Hacker News new | ask | show | jobs
by 0xQSL 1158 days ago
Nice improvements! I'd be interested to see how much overhead tailscales magicsock adds and what a flamegraph after the change looks like. Mostly crypto or still a lot of networking syscall time?
1 comments

magicsock definitely does a bunch more work, and we do look at both profiles. The magicsock profile is harder to read as a consequence of being a more complex path, adding packet filters, the indirection for DERP and other NAT busting details, etc. Jordan did do some optimizations in the magicsock path alongside this wireguard-go work to get us over the 10gbps line.

Overall the summary of time spent is still a similar story at the coarse scale - our recent optimizations mean that we're getting ever closer to the point where we need to start working on the next layer, such as optimizing the queues (visible here in the chanrecv and scheduler times - Go runtime stuff), and once we get that out of the way things like crypto and copying will become targets. The work goes on, we have lots of plans and ideas!

Super neat.

Have these optimizations (TCP GRO/GSO) been applied to non-root tailscale? I imagine, the changes needed are wildly different as the TUN device itself is gvisor/netstack. I believe, the UDP GRO/GSO part (discussed in today's blog post) may work as-is.
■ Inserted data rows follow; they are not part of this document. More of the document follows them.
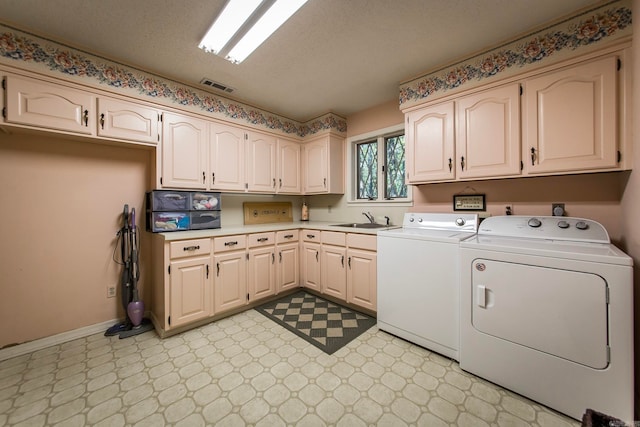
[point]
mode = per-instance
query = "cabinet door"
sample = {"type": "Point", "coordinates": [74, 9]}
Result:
{"type": "Point", "coordinates": [227, 157]}
{"type": "Point", "coordinates": [126, 120]}
{"type": "Point", "coordinates": [570, 120]}
{"type": "Point", "coordinates": [262, 269]}
{"type": "Point", "coordinates": [311, 266]}
{"type": "Point", "coordinates": [230, 282]}
{"type": "Point", "coordinates": [47, 105]}
{"type": "Point", "coordinates": [289, 176]}
{"type": "Point", "coordinates": [488, 133]}
{"type": "Point", "coordinates": [183, 152]}
{"type": "Point", "coordinates": [362, 279]}
{"type": "Point", "coordinates": [315, 167]}
{"type": "Point", "coordinates": [288, 267]}
{"type": "Point", "coordinates": [333, 274]}
{"type": "Point", "coordinates": [430, 144]}
{"type": "Point", "coordinates": [190, 290]}
{"type": "Point", "coordinates": [261, 162]}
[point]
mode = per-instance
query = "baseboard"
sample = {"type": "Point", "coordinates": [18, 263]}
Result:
{"type": "Point", "coordinates": [39, 344]}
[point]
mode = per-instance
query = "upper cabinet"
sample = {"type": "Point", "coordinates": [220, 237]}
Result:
{"type": "Point", "coordinates": [488, 133]}
{"type": "Point", "coordinates": [127, 120]}
{"type": "Point", "coordinates": [570, 120]}
{"type": "Point", "coordinates": [227, 157]}
{"type": "Point", "coordinates": [289, 171]}
{"type": "Point", "coordinates": [323, 165]}
{"type": "Point", "coordinates": [47, 105]}
{"type": "Point", "coordinates": [184, 145]}
{"type": "Point", "coordinates": [567, 120]}
{"type": "Point", "coordinates": [430, 144]}
{"type": "Point", "coordinates": [261, 162]}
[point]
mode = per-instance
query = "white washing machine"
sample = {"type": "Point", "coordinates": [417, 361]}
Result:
{"type": "Point", "coordinates": [547, 311]}
{"type": "Point", "coordinates": [418, 271]}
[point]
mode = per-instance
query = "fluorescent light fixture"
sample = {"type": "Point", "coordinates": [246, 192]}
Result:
{"type": "Point", "coordinates": [244, 25]}
{"type": "Point", "coordinates": [234, 14]}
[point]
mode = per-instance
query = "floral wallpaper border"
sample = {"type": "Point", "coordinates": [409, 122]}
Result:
{"type": "Point", "coordinates": [579, 31]}
{"type": "Point", "coordinates": [55, 57]}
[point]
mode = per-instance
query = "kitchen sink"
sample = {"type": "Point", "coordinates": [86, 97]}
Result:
{"type": "Point", "coordinates": [361, 225]}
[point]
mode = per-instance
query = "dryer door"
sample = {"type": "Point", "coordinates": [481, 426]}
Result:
{"type": "Point", "coordinates": [559, 312]}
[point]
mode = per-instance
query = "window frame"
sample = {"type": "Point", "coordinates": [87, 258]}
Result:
{"type": "Point", "coordinates": [352, 189]}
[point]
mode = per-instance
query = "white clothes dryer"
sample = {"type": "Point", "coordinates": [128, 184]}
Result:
{"type": "Point", "coordinates": [547, 311]}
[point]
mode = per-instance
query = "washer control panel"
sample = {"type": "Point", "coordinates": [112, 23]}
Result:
{"type": "Point", "coordinates": [545, 227]}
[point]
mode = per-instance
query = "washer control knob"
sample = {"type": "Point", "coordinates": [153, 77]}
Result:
{"type": "Point", "coordinates": [534, 222]}
{"type": "Point", "coordinates": [581, 225]}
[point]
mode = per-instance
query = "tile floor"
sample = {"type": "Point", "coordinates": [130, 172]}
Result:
{"type": "Point", "coordinates": [247, 370]}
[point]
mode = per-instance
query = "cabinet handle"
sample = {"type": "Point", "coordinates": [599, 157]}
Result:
{"type": "Point", "coordinates": [533, 156]}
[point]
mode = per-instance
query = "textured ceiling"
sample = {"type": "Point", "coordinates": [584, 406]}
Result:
{"type": "Point", "coordinates": [339, 56]}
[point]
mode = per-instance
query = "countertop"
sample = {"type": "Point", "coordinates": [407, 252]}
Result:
{"type": "Point", "coordinates": [262, 228]}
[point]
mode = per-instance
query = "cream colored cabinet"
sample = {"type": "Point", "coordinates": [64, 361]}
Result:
{"type": "Point", "coordinates": [190, 282]}
{"type": "Point", "coordinates": [289, 171]}
{"type": "Point", "coordinates": [230, 281]}
{"type": "Point", "coordinates": [41, 104]}
{"type": "Point", "coordinates": [288, 262]}
{"type": "Point", "coordinates": [261, 162]}
{"type": "Point", "coordinates": [362, 270]}
{"type": "Point", "coordinates": [570, 119]}
{"type": "Point", "coordinates": [323, 165]}
{"type": "Point", "coordinates": [184, 147]}
{"type": "Point", "coordinates": [488, 133]}
{"type": "Point", "coordinates": [262, 265]}
{"type": "Point", "coordinates": [310, 257]}
{"type": "Point", "coordinates": [430, 151]}
{"type": "Point", "coordinates": [227, 157]}
{"type": "Point", "coordinates": [127, 120]}
{"type": "Point", "coordinates": [333, 277]}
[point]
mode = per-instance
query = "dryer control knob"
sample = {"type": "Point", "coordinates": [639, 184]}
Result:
{"type": "Point", "coordinates": [534, 222]}
{"type": "Point", "coordinates": [581, 225]}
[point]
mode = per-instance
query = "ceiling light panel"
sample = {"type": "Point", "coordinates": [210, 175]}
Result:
{"type": "Point", "coordinates": [233, 16]}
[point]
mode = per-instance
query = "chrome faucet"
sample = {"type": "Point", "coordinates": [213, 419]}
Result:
{"type": "Point", "coordinates": [369, 217]}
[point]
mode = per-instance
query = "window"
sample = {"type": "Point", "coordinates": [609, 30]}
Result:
{"type": "Point", "coordinates": [379, 168]}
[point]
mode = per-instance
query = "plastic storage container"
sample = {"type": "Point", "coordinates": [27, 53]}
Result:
{"type": "Point", "coordinates": [168, 201]}
{"type": "Point", "coordinates": [204, 219]}
{"type": "Point", "coordinates": [168, 221]}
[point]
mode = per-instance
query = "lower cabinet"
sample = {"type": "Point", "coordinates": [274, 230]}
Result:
{"type": "Point", "coordinates": [230, 281]}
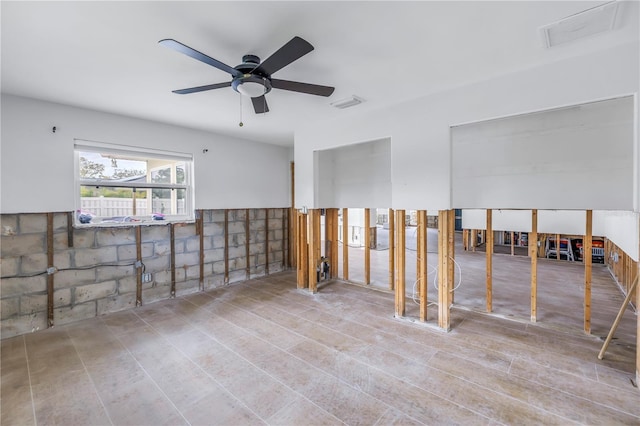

Good question, it's bits and pieces. I know there's more we can do with the userspace stack - netstack has some support for GRO/GSO, but unless I'm forgetting a detail we haven't fully plumbed that yet. It would definitely be interesting to do so - avoiding TUN turnaround while still utilizing mmsg and so on should provide excellent performance for something like a tsnet/libtailscale based server. We did recently improve performance in that configuration by enabling SACK, which is very significant.